Traditionally, the ghazal, an ancient Persian form, has a lot of requirements (couplets, rhyme, refrain), but one specific subject—love. Especially illicit and unattainable love. So what are readers to make of Indigo, a collection of Ron Koertge’s ghazals which are about, among other things, the Seven Dwarfs, Technicolor, and Mothra? Well, you probably can’t beat him, so you may as well join him as—with a white hot imagination and irrepressible and unpredictable lyricism—he bends a few rules and breaks the rest. And yet his subject is still love. But not illicit or unattainable, since what he really loves is language. And language loves him back. There it is on every page, lying at his feet, panting.

Fever

Of Fever, Billy Collins says: “Ron Koertge can elevate the ordinary places of America — the backyard, the classroom, the mall — into scenes of mock-epic significance. He can just as easily lower the mythic worlds of Superman, Ozymandias and Cinderella to a level just a few inches above the bathetic. And he does all this with a charming combination of wit and empathy, satire and sweetness.”

Geography Of the Forehead

In Geography of the Forehead, Ron Koertge offers us nearly sixty poems, each a brilliant testament to the human condition. From short, acerbic lyrics to hilarious prose poems about nutty German professors and Dracula’s teenage girlfriend, readers laugh out loud at simple turns of phrase before they are jerked sober by startling insights into the way we live–and Koertge knows how we live. Nothing in American culture is safe from the scythe of his irony–not Joan Crawford, not Superman, nor Frank Sinatra. He lampoons our literary heroes and historical giants with the gentlest touch, and we find ourselves grinning before we realize that Koertge is redefining what we thought we knew. His poems are alternately funny or poignantly sad because they are always true, and that truth lingers long after the reading is over.

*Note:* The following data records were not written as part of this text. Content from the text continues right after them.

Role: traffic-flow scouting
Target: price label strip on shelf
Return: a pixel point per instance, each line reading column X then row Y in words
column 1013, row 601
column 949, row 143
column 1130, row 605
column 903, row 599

Making Love To Roget's Wife

In Making Love to Roget’s Wife, Ron Koertge offers his best work from twenty-three years and a dozen earlier collections. In plain, unpretentious language, with brutal honesty, Ron Koertge can meld violence, love, human ugliness, joy, and modern depravity into a short lyric that makes us laugh out loud or socks us in the gut. His images arrive in giant clown shoes – cigars the size of Florida, the plastic man’s counter-length arms – or neatly packaged in carefully observed detail, as he writes of the “black little hearts” of ants or an ape’s “dark and leathery breast.” Through every poem, there runs a constant and sincere humanity, a voice that laughs at itself, often goads us a bit, but always stuns and enlightens us when we discover something of ourselves gambling with the crowd at the racetrack, driving from the parking lot of the Mexican restaurant, or shambling with the distraught parent leaving the hospital.